Mauvaise posture pour le colza
Le colza, semé comme tous les ans entre le 25 août et 1er septembre, n’a pas reçu l’eau nécessaire pour lever. «Il pleut généralement autour du 15 août dans le secteur et ce, au moins neuf années sur dix. Il n’y a rien eu cet été, ni même en septembre ce qui est exceptionnel. Il est tombé pour la première fois 10 mm le week-end des 6 et 7 octobre, fort heureusement. Je n’avais jamais vu cela depuis mon installation en 1992», poursuit le Côte-d’Orien. Une très forte hétérogénéité était constatée dans ses cultures à la date du 10 octobre : «le développement végétatif varie selon le type de terre. Le colza n’a toujours pas levé dans l’argile, c’est un peu mieux dans les limons sableux. Ce constat est général dans les alentours. Que faire devant une telle situation, qui plus est inédite ? Personnellement, j’ai décidé de laisser passer l’hiver. Espérons que le climat puisse corriger ce retard de végétation, avec de l’eau sans plus tarder et un hiver assez clément en termes de températures, pour permettre un certain rattrapage de la pousse. Dans le cas contraire, de fortes gelées pourraient être dévastatrices cet hiver. Il faudra alors envisager des semis partiels de soja dans les parties où il n’y a plus rien. Je prendrai une décision en sortie d’hier, courant février».

Cultures de printemps en berne
Les cultures de printemps de Philippe Dubief ont enregistré des baisses de rendements supérieures à 30 % pour la partie non irriguée de la ferme : «leur développement végétatif ne s’est pas déroulé dans des conditions optimales, c’est le moins que l’on puisse dire, avec de fortes chaleurs et la sécheresse qui perdure. Pour le soja, qui a été récolté dès le début du mois de septembre, nous approchons une baisse de 40 % des rendements. Ces derniers sont décevants dans le secteur et varient le plus souvent entre 20 et 25 q/ha. Le maïs non irrigué a beaucoup souffert lui aussi, la baisse est de l’ordre de 30 % avec des résultats allant de 75 à 85 q/ha pour mon exploitation. C’est la première fois que je récolte aussi tôt le maïs, dès le 20 septembre. Le seul point positif concerne les frais de séchage qui seront plus que limités cette année. D’ordinaire, un coût d’environ 25 euros la tonne est appliqué pour un taux d’humidité de 30 %, avec des tarifs dégressifs». Les champs de soja et maïs irrigués de Philippe Dubief ont davantage tiré leur épingle du jeu en maintenant tant bien que mal leurs potentiels, moyennant toutefois une irrigation deux fois plus importante qu’une année plus classique. «Une parcelle de maïs a nécessité six tours d’eau cette année, c’est exceptionnel, mais le coût n’est pas neutre, avec un tarif de fioul d’environ 40 euros à l’hectare à chaque irrigation», illustre l’exploitant de Losne.
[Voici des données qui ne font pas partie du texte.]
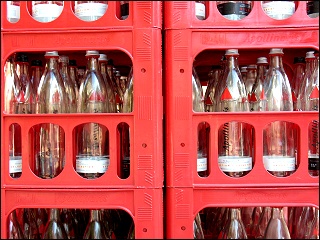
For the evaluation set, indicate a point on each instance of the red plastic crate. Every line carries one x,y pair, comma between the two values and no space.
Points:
142,14
182,204
139,47
202,48
181,15
144,205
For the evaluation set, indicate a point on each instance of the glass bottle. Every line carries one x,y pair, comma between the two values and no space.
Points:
14,229
200,9
69,85
90,10
279,10
313,9
92,159
36,73
127,106
256,99
49,137
297,79
277,227
235,138
13,11
279,136
103,61
124,9
313,231
234,10
30,227
95,229
234,228
46,11
310,66
54,228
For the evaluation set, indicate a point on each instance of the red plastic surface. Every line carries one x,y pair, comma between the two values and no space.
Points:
142,14
139,47
181,15
184,203
202,48
144,205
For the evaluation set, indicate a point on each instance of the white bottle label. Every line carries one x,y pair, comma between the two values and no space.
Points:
279,8
202,164
235,163
46,10
15,164
279,163
90,9
13,11
93,164
200,10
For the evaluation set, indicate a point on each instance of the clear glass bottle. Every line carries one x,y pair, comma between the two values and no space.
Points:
14,228
256,96
124,9
234,228
200,8
13,11
92,159
69,85
103,61
297,79
235,138
279,146
277,227
95,229
234,10
313,9
279,10
54,228
51,98
90,10
46,11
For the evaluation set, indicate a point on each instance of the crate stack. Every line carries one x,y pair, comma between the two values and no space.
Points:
190,42
135,41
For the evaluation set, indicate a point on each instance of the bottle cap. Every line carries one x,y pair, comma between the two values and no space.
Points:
103,57
73,63
36,62
52,54
299,60
92,53
262,60
244,69
252,66
232,52
310,54
276,51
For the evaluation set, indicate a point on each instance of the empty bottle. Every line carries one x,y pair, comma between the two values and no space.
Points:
235,138
234,10
313,9
297,79
278,137
279,10
277,227
95,229
92,159
13,11
90,10
257,103
51,98
46,11
54,228
14,228
200,8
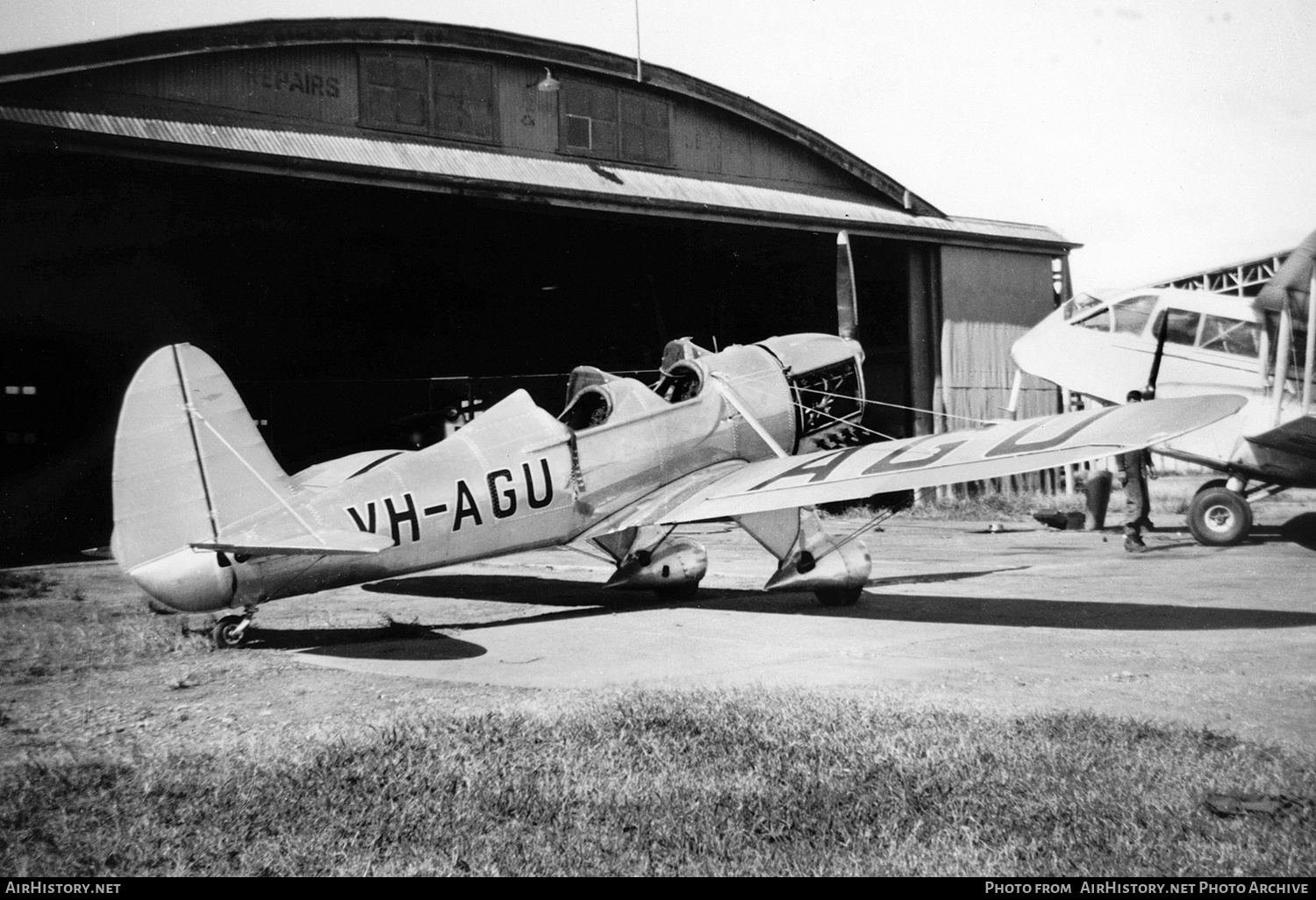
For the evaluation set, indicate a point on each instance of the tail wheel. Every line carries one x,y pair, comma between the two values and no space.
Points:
1219,518
228,633
840,596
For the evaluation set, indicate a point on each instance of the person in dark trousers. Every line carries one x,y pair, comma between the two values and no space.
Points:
1136,465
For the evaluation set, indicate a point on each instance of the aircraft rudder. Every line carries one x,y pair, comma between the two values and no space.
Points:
189,460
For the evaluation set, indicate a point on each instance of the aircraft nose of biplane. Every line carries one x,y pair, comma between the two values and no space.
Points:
187,581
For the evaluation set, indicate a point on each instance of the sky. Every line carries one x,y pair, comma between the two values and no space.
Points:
1165,136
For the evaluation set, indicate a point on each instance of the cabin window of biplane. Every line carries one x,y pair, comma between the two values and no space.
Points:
1099,321
1181,326
1076,307
1229,336
1132,315
826,396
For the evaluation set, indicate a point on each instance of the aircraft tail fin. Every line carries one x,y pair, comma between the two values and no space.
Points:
189,460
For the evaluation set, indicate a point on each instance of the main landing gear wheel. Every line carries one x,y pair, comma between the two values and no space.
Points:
839,596
229,632
1219,518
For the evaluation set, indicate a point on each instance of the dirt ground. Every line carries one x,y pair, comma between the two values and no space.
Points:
953,616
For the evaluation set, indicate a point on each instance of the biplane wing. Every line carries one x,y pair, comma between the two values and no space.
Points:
992,452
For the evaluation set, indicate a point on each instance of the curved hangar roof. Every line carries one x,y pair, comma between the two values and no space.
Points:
465,111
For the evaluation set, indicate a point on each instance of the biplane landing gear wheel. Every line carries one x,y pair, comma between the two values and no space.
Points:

Orge et blé dans l’attente
Après l’orge d’hiver les 5, 6 et 7 octobre, Philippe Dubief semait son blé la semaine dernière, avec là encore beaucoup d’interrogations : «s’il pleut demain, tout ira bien pour ces deux cultures. Si tel n’est pas le cas, leurs potentiels risquent d’être impactés comme pour le colza. Cette année est vraiment particulière et difficile sur tous les plans. Nous avons bénéficié d’un effet prix, fort heureusement, mais celui-ci doit être tempéré car nous ne faisons qu’approcher nos coûts de production, ce qui est un minimum».